Convex hull inside the unit ball in $L^2$

For a more sophisticated argument, we do need help of entropy inequality.

Let $Q$ be a probability measure on $(\mathcal X, \mathcal A)$ and $\mathcal H \subset B_{L^2(Q)}(0, 1)$ where $B_{L^2(Q)}(0, 1)=\{h:~\int h^2dQ\le 1\}.$ Then $$ N_{2,Q}(\delta, \mathcal H) \le c\frac1{\delta^d},~ \forall \delta>0 \\ \implies \exists A(c,d)=A \text{: }~ H_{2,Q}(\delta, \text{conv}(\mathcal H)) \le A \frac{1}{\delta^{2d/(2+d)}},~ \forall \delta>0 $$

The proof is in Ball and Pajor (1990).

Example: A function class as a convex hull

Consider the function class $\mathcal G$ from the first case of the entropy inequality 1:

\[\mathcal G = \{g:\mathbb R\to[0,1] \text{ is increasing}\}.\]

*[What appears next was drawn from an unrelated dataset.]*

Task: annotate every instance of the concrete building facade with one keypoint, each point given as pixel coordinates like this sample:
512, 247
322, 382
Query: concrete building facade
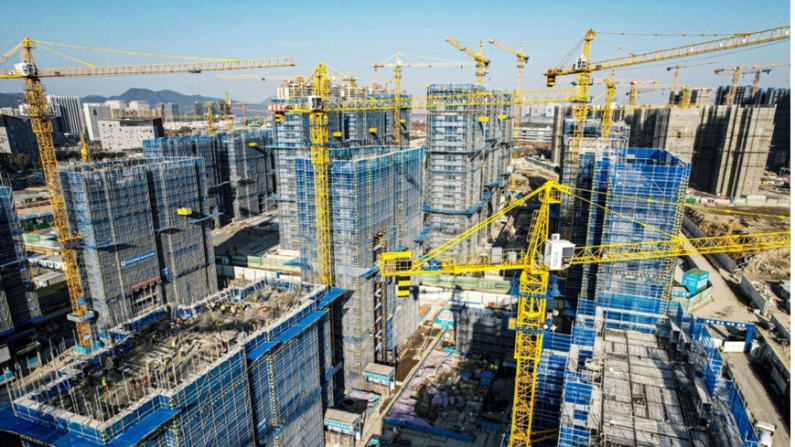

Notice that $\mathcal G \sub B_{L^2(Q)}(0,1)$ and is in fact for $\mathcal H = {\mathbf 1_{[y,\infty)}:~ y\in\mathbb R},$

\[\mathcal G = \overline{\text{conv}}(\mathcal H).\]

i.e. is a closure of the convex hull of $\mathcal H.$ Given $\delta>0,$ let

\[\mathcal Y_\delta=\{y_0, y_1,\cdots, y_{N-1}, y_N\}, \\ y_0 = Q^{-1}(\delta^2),~ y_N=Q^{-1}(\delta^2), \\ Q([y_{i-1},y_{i})) \le \delta^2,~ 1\le i\le N\]

where $Q^{-1}(p)$ is the $(p\times100)$-percentile number of the probability measure $Q.$ Then it is clear that $\{\mathbf 1_ {[y,\infty)}:~ y\in\mathcal Y_ \delta\}$ is a $\delta$-covering. Thus for some constant $c,$ we have

\[N_{2,Q}(\delta, \mathcal H) \le c\frac1{\delta^2}, ~\forall \delta >0\]

Hence by theorem 3.14, for some constant $A$ depending only on $c,$ we get the entropy bound

\[H_{2,Q}(\delta,\mathcal G) \le A\frac1\delta,~ \forall \delta>0\]

since the closure does not affect the covering number. Compare this to the result (1) of entropy inequalities 1.


  • van de Geer. 2000. Empirical Processes in M-estimation. Cambridge University Press.
  • Theory of Statistics II (Fall, 2020) @ Seoul National University, Republic of Korea (instructor: Prof. Jaeyong Lee).